La vieille au buisson de roses de Lionel-Edouard Martin est une musique qui s’écrit en langue et se raisonne elle-même : sans arrêt et jusqu’à l’épuisement du sens saturé, débordant, fulgurant.

C’est pour moi, son plus grand texte en prose.



Lu à sa sortie, ( plusieurs fois), plongée dans la pureté de l’écriture, j’ai commencé à souligner les mots avec frénésie. Il arrive que les premières pages, voire les premières lignes, les premiers mots d'un roman vous sortent étrangement, soudainement de votre léthargie, vous bousculent, vous brûlent le corps, mettent votre pensée en effervescence. Si vous avez un crayon à la main, celui-ci dès lors va se déchaîner sur les pages...

Mon exemplaire de « La vieille » en porte les stigmates.

La veille au buisson de roses fait partie de ces romans dont la séduction fut immédiate, comme motivée à partir de vies vécues, d’expériences intérieures, du rapport aux autres.

Cette bouleversante trinité : La vieille, perdue, limpide et déchirante, « dans le noir à la messe, avec pas grand monde", " Monsieur de Cruid, marquis de", et "Diurc", le chien.



Mon crayon a ressenti ces secousses intérieures en dessinant "Diurc", en imaginant "Diurc" , dans la mesure où il est devenu un être de parole en saisissant pleinement la douleur, la recueillant dans les mots.

Marqueur impitoyable de mes sensations dont la lisibilité totale et directe peuvent se trouver dans la vie des gens de solitude.
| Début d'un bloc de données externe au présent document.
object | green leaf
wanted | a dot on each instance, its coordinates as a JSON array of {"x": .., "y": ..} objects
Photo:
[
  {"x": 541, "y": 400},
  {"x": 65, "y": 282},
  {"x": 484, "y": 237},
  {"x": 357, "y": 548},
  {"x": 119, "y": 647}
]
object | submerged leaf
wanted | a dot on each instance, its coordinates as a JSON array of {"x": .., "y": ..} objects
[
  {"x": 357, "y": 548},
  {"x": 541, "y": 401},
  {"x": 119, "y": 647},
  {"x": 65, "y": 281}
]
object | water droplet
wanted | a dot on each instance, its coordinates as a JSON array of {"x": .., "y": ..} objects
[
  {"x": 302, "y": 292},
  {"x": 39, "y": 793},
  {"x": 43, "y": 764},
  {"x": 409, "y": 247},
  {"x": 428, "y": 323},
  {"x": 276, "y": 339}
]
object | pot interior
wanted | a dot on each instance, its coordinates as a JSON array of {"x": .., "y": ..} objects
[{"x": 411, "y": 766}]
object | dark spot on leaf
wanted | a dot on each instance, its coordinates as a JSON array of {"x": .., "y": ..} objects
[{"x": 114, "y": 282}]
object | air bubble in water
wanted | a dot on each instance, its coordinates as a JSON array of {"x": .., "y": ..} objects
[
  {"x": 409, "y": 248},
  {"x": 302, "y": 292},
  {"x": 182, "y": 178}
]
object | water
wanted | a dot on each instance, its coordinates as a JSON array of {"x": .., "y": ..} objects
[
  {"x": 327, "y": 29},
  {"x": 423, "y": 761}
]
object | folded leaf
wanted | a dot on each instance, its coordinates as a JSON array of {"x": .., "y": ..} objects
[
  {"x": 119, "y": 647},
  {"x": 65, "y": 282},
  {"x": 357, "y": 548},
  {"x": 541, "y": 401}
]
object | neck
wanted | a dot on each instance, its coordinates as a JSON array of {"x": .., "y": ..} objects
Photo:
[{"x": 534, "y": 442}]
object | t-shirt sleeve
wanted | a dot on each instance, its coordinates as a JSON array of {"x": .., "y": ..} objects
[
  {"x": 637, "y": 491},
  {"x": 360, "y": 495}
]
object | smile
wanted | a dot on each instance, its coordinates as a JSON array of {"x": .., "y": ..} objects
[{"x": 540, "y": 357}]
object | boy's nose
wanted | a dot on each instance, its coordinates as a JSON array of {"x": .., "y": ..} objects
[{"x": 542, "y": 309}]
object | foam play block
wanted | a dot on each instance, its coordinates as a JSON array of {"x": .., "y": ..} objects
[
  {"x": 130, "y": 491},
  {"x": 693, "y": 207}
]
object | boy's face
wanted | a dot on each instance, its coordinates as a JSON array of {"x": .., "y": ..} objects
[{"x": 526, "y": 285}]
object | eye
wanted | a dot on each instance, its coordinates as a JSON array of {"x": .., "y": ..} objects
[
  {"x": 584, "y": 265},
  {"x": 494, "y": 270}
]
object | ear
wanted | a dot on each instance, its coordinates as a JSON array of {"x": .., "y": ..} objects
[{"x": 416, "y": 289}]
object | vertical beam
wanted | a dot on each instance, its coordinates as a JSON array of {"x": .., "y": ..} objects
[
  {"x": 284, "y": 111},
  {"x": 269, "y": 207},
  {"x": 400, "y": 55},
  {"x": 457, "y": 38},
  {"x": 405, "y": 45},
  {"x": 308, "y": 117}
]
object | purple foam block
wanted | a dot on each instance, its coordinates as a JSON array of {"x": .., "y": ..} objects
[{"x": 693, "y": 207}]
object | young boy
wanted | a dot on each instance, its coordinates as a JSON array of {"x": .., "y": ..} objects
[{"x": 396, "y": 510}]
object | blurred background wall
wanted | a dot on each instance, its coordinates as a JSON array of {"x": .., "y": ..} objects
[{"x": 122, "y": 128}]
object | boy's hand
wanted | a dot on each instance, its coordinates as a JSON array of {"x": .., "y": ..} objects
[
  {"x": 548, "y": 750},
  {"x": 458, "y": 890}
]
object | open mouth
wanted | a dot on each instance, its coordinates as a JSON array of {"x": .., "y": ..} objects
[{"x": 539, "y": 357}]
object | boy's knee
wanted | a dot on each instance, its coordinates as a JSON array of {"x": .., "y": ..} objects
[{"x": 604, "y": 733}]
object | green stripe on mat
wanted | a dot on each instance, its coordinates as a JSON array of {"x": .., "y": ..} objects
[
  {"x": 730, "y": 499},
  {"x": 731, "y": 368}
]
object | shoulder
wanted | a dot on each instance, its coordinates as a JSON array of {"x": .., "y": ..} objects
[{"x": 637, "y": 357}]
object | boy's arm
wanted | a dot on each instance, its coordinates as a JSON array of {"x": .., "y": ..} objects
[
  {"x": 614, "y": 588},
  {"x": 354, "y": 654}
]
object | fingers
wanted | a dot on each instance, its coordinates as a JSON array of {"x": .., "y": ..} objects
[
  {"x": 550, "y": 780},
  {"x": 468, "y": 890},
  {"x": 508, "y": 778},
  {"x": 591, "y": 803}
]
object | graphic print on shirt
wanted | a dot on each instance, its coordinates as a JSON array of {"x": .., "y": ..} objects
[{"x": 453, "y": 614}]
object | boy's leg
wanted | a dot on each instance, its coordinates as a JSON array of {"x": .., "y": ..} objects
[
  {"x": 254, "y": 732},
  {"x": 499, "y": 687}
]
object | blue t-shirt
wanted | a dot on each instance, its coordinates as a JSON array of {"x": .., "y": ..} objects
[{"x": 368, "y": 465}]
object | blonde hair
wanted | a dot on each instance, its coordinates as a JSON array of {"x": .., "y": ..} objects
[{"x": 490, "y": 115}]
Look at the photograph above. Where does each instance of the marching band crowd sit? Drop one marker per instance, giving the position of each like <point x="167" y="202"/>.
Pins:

"La vieille s’arrête parfois pour humer quelque chose : le chien, qui la précède, s’en rend compte, fait demi-tour, lui octroie sa présence, se frotte à ses jambes. Ils sont là, tous deux, comme une espèce de double vie bancroche dans l’humidité. Crus, tous deux, dans cette bouche végétale, mais la manducation ne touche que le sommet des arbres : plus bas, contre terre, ça suce, laisse fondre. La vieille et Diurc – deux bonbons dans cette bouche – à moins qu’hosties ? La vieille se voit déglutie par le sol, avec le chien, dans une grande mêlerie de leurs viandes ; pourtant : rien, ça procède, promenade mouillée, dure, sous les frondaisons, comme, à pas maigres, on va noyer des chatons dans une mare. Mais la vieille n’a pas de chat dans ses poches : juste, comme bête, Diurc qui court devant elle et revient la flairer, elle-même chemin, route, pour l’animal, avec des pissements à chacune des stations. Et le chemin fut long. C’est qu’on n’avait aucune perspective, que la vue était de tous côtés bornée par les taillis, qu’on ne voyait pas le ciel – des branches en voûtes, comme des mains fermées –, qu’on ne savait où l’on allait. Sans doute, aussi, le domaine était-il vaste, et devait s’étendre au loin sur des kilomètres : et avait-on pris seulement le bon itinéraire, celui qui menait tout bonnement au château ? Car château, bien sûr, il y avait, perdu dans ces bois, forcément un château posé dans ces bois, avec un noble, un duc, un baron, marquis ou comte – on s’y perdait –, pris dans les murs calcaires de la bâtisse comme l’huître ou la moule dans sa coquille, l’huître plutôt, supposément perlière ; et ça donne, cette tumeur de nacre, un léger défaut de prononciation, fait un tantinet zozoter le monsieur : car comment penser qu’il parle le langage ordinaire, qu’il n’a pas, dans sa bouche, le petit quelque chose qui le distingue d’autrui, du vulgaire qui vit dans la maison banale, et parle comme on parle ? Pas que le sang, bleu supposément, qui fait saigner une espèce de rupture parmi les autres hommes au sang rouge comme celui des bêtes, la volaille en premier : mais aussi la langue, qui doit être bleue comme est noir le gosier des chiens de race ; et la langue bleue, ce n’est pas une couleur, mais une manière de parler, comme moi je cause avec mes cheu cheu, mes yeu yeu."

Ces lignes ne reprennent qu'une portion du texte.